--Qu'entendez-vous par son alimentation, mon cher magicien? dit lord Ewald. Cette fois, je l'avoue, la chose dépasse les rêves les plus fantaisistes!

--Voici la nourriture que prend, une ou deux fois la semaine, Hadaly, répondit Edison. J'ai, dans ce vieux bahut, certaines boîtes de pastilles et de petites tablettes qu'elle s'assimile fort bien toute seule, l'étrange fille! Il suffit d'en placer une corbeille sur quelque console, à distance fixe de sa dormeuse habituelle, et de la lui indiquer, en effleurant une des perles de son collier.

C'est une enfant, en ce qui est de la terre; elle ne sait pas. Il faut lui apprendre; nous en sommes tous là, nous aussi--Seulement, elle semble à peine se souvenir. Souvent nous oublions, nous-mêmes, jusqu'à notre salut.

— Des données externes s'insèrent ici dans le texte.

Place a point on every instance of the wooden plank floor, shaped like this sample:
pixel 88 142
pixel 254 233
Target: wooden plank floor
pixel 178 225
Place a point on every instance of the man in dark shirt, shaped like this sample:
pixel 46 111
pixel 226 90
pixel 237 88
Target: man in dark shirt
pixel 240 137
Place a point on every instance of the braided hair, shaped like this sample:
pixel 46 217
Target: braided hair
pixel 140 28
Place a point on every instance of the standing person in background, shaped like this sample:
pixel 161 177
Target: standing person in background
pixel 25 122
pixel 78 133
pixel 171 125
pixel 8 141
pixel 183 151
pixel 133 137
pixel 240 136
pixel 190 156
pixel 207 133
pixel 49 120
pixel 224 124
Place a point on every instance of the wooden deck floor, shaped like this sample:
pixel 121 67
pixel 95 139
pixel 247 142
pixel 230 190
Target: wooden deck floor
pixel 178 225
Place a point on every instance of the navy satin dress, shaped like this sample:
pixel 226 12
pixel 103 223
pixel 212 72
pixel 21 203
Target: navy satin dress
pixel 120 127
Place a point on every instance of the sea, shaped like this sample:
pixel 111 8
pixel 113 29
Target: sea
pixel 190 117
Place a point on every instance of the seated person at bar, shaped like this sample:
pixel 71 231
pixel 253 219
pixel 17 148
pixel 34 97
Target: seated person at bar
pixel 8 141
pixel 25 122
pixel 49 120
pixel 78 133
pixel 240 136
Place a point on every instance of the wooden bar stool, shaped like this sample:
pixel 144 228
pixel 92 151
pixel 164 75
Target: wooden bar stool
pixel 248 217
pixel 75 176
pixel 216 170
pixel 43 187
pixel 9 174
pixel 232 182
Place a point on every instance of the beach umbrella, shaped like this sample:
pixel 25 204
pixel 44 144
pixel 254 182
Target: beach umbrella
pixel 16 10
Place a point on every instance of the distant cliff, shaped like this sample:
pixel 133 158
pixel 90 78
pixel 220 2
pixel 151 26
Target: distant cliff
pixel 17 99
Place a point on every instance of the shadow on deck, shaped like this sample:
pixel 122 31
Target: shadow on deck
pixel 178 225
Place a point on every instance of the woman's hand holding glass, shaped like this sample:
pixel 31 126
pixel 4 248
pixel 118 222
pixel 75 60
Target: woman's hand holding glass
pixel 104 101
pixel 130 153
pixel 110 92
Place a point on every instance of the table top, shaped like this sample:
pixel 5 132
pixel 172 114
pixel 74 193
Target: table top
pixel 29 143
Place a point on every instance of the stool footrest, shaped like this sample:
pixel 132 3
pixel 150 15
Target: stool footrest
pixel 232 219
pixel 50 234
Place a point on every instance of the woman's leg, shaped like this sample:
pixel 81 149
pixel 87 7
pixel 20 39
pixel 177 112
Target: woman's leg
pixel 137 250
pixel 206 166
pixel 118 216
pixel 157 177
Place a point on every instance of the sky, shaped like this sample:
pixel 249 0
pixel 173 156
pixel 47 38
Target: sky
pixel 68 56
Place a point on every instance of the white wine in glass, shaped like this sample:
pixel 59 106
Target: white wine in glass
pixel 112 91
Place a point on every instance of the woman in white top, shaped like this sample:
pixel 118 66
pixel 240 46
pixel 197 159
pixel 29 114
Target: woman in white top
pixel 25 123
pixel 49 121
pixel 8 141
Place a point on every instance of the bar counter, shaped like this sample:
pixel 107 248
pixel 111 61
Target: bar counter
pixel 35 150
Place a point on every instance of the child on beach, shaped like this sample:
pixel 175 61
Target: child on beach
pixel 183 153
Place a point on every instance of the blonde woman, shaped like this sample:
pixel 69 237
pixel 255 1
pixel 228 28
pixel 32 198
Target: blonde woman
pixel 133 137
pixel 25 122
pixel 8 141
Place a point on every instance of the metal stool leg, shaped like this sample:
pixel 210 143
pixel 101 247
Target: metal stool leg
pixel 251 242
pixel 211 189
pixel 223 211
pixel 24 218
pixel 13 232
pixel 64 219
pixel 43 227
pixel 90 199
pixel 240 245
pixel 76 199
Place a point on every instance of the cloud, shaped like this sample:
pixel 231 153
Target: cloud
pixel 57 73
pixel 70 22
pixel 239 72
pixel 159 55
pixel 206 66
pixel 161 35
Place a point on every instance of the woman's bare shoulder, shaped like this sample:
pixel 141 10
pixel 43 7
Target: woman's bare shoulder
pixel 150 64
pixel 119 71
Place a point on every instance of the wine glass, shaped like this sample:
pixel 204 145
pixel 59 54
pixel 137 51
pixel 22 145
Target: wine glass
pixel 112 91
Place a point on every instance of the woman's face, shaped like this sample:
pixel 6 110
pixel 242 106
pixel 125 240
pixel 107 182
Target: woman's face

Elle boit dans une mince coupe de jaspe, faite pour elle, et de la même manière, strictement, que boit son modèle. Cette coupe sera pleine d'eau claire, d'abord filtrée au charbon, c'est-à-dire très pure, puis mélangée de quelques sels dont vous trouverez la formule dans le Manuscrit. Quant aux pastilles et aux tablettes, ce sont des pastilles de zinc, des tablettes de bi-chromate de potasse et, quelquefois, de peroxyde de plomb. Aujourd'hui, nous prenons, tous, une foule de choses empruntées à la chimie. Elle ne sort pas de là. Vous le voyez, elle est très sobre. Elle ne prend que ce qui lui suffit. Heureux ceux qui se règlent sur sa tempérance!--Par exemple, lorsqu'elle ne trouve pas ces aliments sous sa main au moment où elle les désire, elle s'évanouit--ou, pour mieux dire, elle meurt.

--Elle meurt?... murmura le jeune lord en souriant.

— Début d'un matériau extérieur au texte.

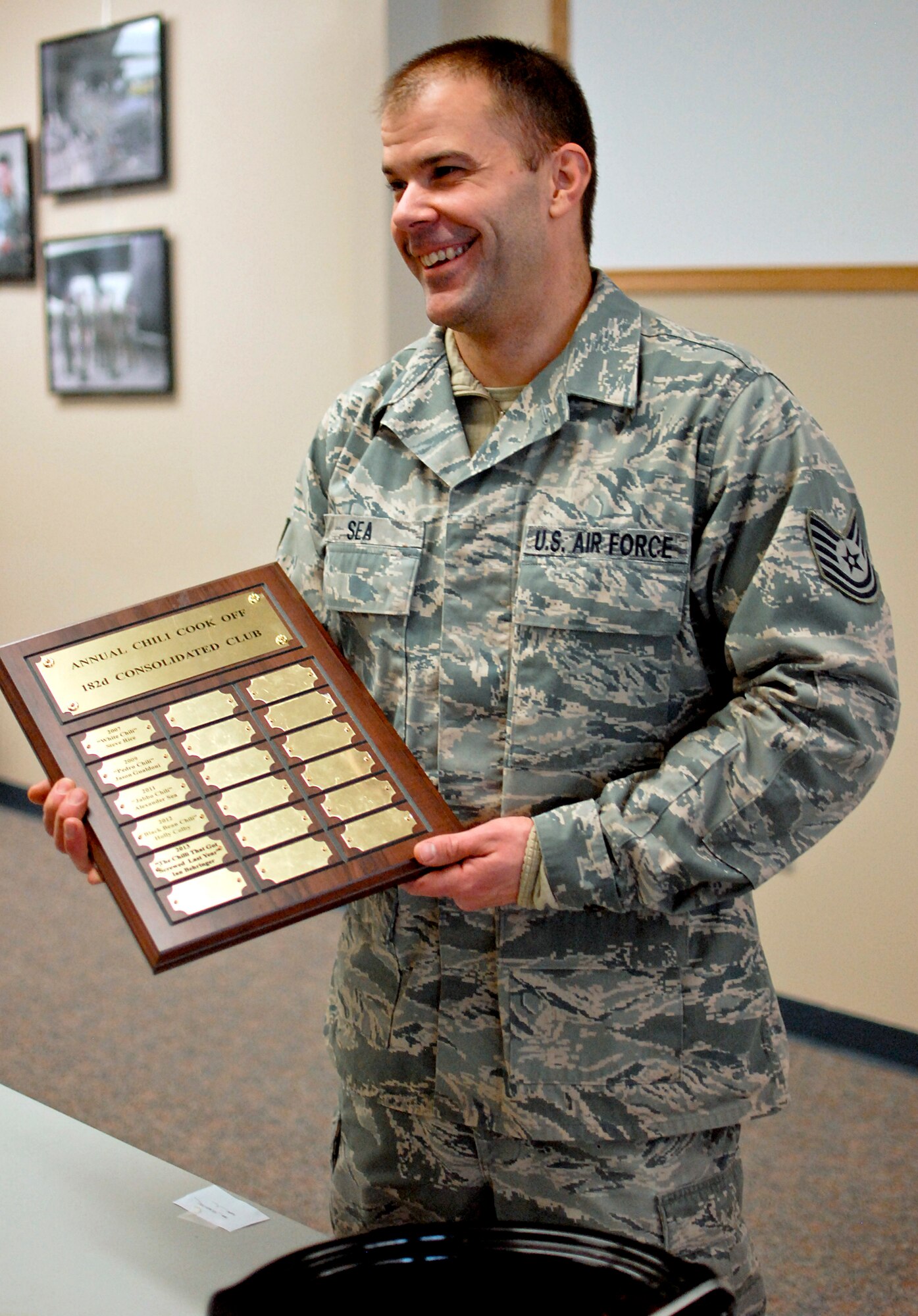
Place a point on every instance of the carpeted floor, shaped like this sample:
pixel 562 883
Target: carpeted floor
pixel 220 1068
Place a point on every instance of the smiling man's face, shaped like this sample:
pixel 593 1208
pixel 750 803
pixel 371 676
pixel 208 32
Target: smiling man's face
pixel 470 216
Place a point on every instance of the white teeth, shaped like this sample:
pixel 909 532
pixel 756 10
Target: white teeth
pixel 444 255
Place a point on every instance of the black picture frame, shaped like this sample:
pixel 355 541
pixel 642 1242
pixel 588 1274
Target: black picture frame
pixel 108 311
pixel 17 226
pixel 103 109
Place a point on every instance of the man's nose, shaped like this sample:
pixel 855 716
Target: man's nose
pixel 413 207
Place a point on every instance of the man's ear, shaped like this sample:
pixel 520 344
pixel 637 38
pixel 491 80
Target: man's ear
pixel 571 172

--Oui, pour donner à son élu le plaisir vraiment divin de la ressusciter.

--Attention délicate! répondit assez plaisamment lord Ewald.

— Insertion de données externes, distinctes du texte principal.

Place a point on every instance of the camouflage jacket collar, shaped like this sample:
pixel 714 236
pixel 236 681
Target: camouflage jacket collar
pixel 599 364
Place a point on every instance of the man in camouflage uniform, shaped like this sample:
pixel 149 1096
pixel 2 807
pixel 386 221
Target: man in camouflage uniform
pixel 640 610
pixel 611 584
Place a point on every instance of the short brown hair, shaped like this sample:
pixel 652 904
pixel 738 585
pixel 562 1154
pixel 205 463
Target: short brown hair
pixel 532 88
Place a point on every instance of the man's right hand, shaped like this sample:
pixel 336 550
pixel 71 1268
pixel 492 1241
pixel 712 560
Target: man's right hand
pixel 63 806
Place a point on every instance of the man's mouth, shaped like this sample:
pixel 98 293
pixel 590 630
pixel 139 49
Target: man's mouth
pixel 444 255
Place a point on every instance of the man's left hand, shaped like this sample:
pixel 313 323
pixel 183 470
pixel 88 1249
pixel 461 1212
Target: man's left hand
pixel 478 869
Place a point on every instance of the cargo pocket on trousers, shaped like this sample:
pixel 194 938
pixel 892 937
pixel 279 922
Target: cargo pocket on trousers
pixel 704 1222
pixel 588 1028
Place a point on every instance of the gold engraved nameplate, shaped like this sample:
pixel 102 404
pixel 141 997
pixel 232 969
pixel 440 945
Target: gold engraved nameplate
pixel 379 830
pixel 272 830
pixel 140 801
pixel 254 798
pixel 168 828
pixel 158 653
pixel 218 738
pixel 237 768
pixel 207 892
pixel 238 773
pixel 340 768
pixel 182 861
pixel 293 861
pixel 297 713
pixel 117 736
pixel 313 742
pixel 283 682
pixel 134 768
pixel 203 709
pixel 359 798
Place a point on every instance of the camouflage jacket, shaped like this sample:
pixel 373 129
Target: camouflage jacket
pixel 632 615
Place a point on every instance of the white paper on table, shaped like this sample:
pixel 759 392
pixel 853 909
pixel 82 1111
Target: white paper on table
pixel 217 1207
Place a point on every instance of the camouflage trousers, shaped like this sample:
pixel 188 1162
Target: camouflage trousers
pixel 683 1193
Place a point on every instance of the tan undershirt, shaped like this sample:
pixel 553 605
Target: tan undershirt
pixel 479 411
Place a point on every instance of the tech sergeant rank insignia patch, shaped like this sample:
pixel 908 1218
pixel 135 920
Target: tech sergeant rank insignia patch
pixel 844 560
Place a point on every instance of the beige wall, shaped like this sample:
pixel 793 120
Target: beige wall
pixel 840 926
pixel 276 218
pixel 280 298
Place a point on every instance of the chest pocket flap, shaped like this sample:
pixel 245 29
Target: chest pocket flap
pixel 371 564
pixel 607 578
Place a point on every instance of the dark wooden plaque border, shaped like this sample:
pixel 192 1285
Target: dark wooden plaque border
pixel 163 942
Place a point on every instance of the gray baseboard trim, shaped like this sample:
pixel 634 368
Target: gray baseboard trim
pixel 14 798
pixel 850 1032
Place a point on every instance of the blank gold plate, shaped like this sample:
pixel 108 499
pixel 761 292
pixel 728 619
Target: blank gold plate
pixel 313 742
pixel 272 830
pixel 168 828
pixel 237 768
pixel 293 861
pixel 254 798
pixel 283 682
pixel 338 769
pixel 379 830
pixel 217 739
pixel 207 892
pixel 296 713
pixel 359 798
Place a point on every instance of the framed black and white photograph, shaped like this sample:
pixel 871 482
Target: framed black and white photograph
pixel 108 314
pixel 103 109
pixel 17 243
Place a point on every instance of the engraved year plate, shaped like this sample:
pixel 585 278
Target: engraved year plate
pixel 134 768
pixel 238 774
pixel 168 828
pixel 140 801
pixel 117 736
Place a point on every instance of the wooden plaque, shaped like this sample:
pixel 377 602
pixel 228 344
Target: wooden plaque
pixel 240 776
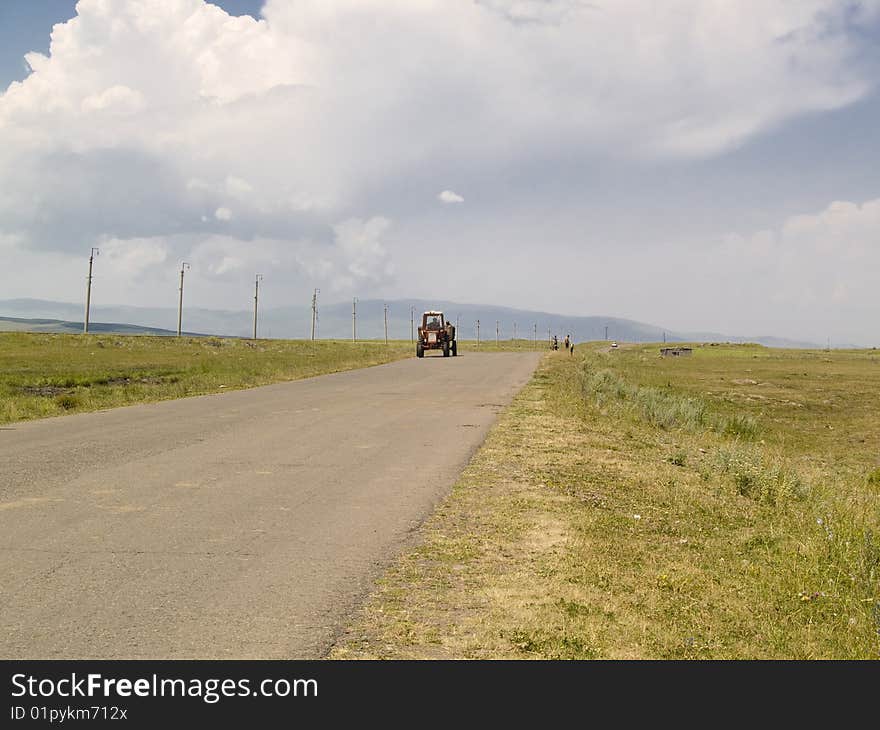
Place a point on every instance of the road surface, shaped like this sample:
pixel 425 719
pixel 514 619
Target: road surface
pixel 248 524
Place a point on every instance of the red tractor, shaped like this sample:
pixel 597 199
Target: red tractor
pixel 435 333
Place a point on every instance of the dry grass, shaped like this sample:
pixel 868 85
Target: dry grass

--Lorsqu'elle demeure immobile et les yeux fermés, il lui suffit d'un peu d'eau très claire, de quelques tablettes ou de pastilles pour revenir à elle-même. Toutefois, comme elle n'aurait pas la force de les prendre, il faut mettre la tourmaline du doigt médium en communion avec le courant d'une pile faradique. Cela suffit.--Sa première parole, en rouvrant les yeux à la lumière, est pour demander de l'eau pure.--Maintenant, à cause de la dure senteur métallique que garderait, en elle, l'eau ternie d'une organique buire de cristal, il ne faut pas oublier de saturer la première gorgée de la coupe, des réactifs dont vous trouverez l'expression et le dosage dans le Manuscrit. Leur effet, sur cette eau violâtre, est instantané.--Vous placez ensuite le fil d'induction au diamant-noir du petit doigt, c'est-à-dire à la pierre dont le trembleur est réglé de manière à désisoler un courant capable de chauffer à blanc une tige de platine, en une seconde, puis vous laisser retomber, dans votre pile personnelle, le charbon nécessairement suspendu un instant pendant votre translation du fil. Vous n'omettez pas de vous servir, ici, du crayon excitateur.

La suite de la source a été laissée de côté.